The classification results of Joint Decision

It can be concluded from Table 3 and Fig. 4 that when the material-based joint decision system is added, the distribution of the similar class output probability values will be effectively changed and the variance will be increased. The auxiliary decision-making mechanism can correct the error classification output as well. The weight parameters wm and ws depend on the validity of the material detection method.

The essence of joint decision-making is to increase the data dimension and to use more categorizable attributes. The data distribution which is difficult to classify becomes easy to distinguish by adding new attributes. Therefore, the newly added features should be distributed independently from the image features. The weight w represents the parameter of the optimal classification function f(x). The parameter w can be determined by the objective weighting method. This method means that the weight should reflect the influence degree of each feature on the final result. It can be generally obtained by normalizing the reliability of different features. Assume that the image classification accuracy is pi and the material classification accuracy is pm. The weight vector [wm, ws] can be obtained from normalizing the vector [pi, pm].

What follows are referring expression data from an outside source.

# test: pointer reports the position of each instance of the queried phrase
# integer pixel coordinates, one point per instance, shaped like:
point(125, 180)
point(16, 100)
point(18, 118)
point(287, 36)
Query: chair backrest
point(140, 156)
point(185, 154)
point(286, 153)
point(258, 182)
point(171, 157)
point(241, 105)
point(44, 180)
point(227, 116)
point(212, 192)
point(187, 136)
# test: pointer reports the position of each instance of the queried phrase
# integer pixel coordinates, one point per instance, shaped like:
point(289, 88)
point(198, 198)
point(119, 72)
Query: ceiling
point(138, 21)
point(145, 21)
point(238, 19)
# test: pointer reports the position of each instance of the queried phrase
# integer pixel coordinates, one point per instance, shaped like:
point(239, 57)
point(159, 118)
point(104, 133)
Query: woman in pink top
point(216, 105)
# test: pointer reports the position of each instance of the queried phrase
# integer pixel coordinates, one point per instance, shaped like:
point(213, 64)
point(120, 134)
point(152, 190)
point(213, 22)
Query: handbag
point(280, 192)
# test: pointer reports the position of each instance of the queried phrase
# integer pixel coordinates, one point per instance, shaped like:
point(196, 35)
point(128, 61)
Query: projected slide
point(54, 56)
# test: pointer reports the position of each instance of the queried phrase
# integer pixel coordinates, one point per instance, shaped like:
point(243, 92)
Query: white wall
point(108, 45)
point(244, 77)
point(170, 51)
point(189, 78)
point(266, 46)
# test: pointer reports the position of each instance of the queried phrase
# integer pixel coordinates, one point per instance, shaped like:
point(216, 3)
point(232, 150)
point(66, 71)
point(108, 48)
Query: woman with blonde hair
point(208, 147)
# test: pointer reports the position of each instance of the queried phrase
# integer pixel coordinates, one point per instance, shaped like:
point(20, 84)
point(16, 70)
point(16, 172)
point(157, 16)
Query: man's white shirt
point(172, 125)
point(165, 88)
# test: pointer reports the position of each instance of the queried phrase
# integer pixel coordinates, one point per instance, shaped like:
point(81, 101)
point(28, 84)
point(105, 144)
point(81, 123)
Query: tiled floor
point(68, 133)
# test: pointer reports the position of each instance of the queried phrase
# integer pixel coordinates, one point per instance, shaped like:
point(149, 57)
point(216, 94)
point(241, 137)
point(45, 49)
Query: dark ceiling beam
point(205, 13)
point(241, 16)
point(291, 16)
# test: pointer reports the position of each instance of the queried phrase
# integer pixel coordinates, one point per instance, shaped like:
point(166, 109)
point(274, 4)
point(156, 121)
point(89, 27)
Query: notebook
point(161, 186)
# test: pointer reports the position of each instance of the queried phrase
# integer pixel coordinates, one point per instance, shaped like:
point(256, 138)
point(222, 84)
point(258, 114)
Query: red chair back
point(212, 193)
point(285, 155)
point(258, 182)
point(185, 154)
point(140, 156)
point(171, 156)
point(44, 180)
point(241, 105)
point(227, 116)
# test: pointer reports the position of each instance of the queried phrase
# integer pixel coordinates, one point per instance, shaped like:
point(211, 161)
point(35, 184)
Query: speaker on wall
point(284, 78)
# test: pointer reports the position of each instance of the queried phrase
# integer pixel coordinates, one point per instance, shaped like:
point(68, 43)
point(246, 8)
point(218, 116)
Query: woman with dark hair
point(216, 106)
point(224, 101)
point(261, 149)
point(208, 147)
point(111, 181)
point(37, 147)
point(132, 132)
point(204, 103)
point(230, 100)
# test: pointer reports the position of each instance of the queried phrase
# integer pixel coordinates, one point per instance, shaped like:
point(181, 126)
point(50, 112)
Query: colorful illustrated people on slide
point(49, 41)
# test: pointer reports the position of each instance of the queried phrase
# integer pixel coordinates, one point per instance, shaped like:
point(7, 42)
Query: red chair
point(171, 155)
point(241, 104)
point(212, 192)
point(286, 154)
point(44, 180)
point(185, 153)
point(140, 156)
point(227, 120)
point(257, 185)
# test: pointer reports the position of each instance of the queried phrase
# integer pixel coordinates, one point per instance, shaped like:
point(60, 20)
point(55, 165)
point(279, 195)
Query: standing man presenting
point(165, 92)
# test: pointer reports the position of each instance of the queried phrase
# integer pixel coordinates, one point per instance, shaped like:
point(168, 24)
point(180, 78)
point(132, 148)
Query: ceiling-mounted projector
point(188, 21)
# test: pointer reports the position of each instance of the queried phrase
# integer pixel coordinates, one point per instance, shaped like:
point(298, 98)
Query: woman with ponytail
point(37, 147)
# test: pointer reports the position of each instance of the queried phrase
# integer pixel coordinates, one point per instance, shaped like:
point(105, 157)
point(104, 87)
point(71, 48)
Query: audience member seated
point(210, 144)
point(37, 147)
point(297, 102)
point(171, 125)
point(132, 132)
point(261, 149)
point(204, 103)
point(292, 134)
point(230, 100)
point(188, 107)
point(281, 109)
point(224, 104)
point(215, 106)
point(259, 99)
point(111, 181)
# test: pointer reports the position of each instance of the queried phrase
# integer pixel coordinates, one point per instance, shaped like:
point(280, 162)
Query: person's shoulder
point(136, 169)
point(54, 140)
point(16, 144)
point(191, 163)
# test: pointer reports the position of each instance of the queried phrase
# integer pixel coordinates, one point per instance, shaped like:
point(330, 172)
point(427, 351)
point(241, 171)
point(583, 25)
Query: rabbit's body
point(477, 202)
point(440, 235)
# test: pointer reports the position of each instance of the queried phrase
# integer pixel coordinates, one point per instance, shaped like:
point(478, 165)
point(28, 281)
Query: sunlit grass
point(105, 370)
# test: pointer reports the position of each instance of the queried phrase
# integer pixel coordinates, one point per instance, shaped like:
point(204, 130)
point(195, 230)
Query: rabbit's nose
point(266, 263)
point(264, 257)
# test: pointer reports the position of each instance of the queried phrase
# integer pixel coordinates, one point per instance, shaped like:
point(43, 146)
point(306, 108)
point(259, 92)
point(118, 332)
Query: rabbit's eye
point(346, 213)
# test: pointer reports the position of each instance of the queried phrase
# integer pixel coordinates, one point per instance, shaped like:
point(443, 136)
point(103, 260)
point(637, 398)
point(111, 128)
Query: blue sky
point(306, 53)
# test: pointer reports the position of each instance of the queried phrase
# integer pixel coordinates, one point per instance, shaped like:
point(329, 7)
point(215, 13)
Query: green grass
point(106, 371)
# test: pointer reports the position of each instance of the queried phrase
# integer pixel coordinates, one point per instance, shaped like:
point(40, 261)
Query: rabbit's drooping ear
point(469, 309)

Furthermore, the neural network is a nonlinear function of pixel features. The linear weighting method used in this paper still contains a large number of artificial designed factors such as weight selection. This leads to limited generalization of the model. In the future work, you can consider the material properties as input of the neural network and choose to add them in the appropriate layer. Then, the joint decision weight can be automatically learned by the machine to get stronger generalization ability.

5 Conclusion

This paper proposes a product consistency joint detection algorithm based on convolutional neural network and illumination reflection to solve the consistency problem in batch products. Firstly, the image to be detected is segmented to obtain a single product image to be tested and standard class information. Then, through the pre-trained MobileNet network, the product class is effectively identified by joint decision which is based on the illumination reflection system. Finally, the consistency is determined according to the standard class information and classification result. This algorithm are advantageous in rapid image segmentation, accurate and stable classification results. The shortcoming of this algorithm is that in large-scale detection, each product needs to perform a large number of parameters calculation, which affects the efficiency of this algorithm. In the future work, it is considered to introduce the similarity between product images for pre-determination and reduce redundant neural network calculation. Meanwhile, it is also possible to adjust the classification sequence and adopt the idea of cascade screening.